Sunday afternoon I got to re-meet Cassidy again as a teenager now. She fits perfectly into that family's tradition of well placed, thought- out questions. She, of course, didn't remember me from the shoot in her toddler years. From some pictures I'd sent Trent while cleaning out my apartment she was able to recognize me as the guy who had blinded himself for a day by getting sun tan lotion in my eyes. I tried to remind her that I was the one who spent most of the down time keeping her entertained playing dolls with her. Alas, she didn't remember.

After that, we road with Trent up to Annapolis to roam the town while he and Meagan attended a fundraiser. Most of that time was in a coffee shop where I wrote some letters to folks back in Denver. When we returned home again Trent showed us a really nice documentary he and Cassidy did of a road trip through the South they took last year.

The next day, Monday, I woke up early and arranged things to meet up with my friends Bill & Laura in DC. I also got some nice Happy Birthday calls from my Dad and my friend, Rachel, in California, and another, via email, from Shivalik in Philly. Todd and I then packed up our digs and after some to do we piled back into the car.

On our way to DC we visited with Trent's parents at the house he grew up in. It was supposed to be for lunch, but we dilly dallied too long. His sister was there as well with her two little ones while we all told stories of our travels. It was nice seeing Trent's Dad again as he reminds me quite a bit of my own. After checking out Trent's childhood fort, which his nephew is inheriting, we were off.

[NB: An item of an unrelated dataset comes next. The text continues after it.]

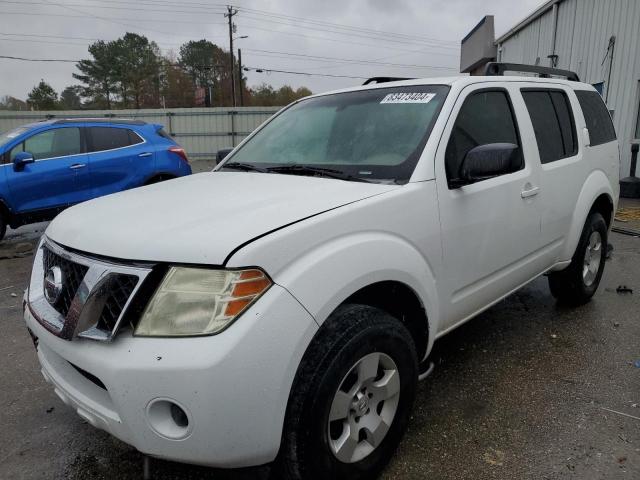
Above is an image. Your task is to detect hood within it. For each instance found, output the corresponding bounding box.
[46,172,398,265]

Click here for Todd's perspective.

2 comments:

Anonymous said...

i called you too on your birthday! whats your email? got your letter today bo bo.

Wendie (La Sis) said...

I'm amazed so much at each of these posts how we're both so dearly seeking the same sense of home, family, community & connection and yet it is sooooo hard for each of us, in our own way, to settle in. That said, I really think we're learning.

Thank goodness for people like Trent. For me, it's Daniel and my Zen community. They help to show the way.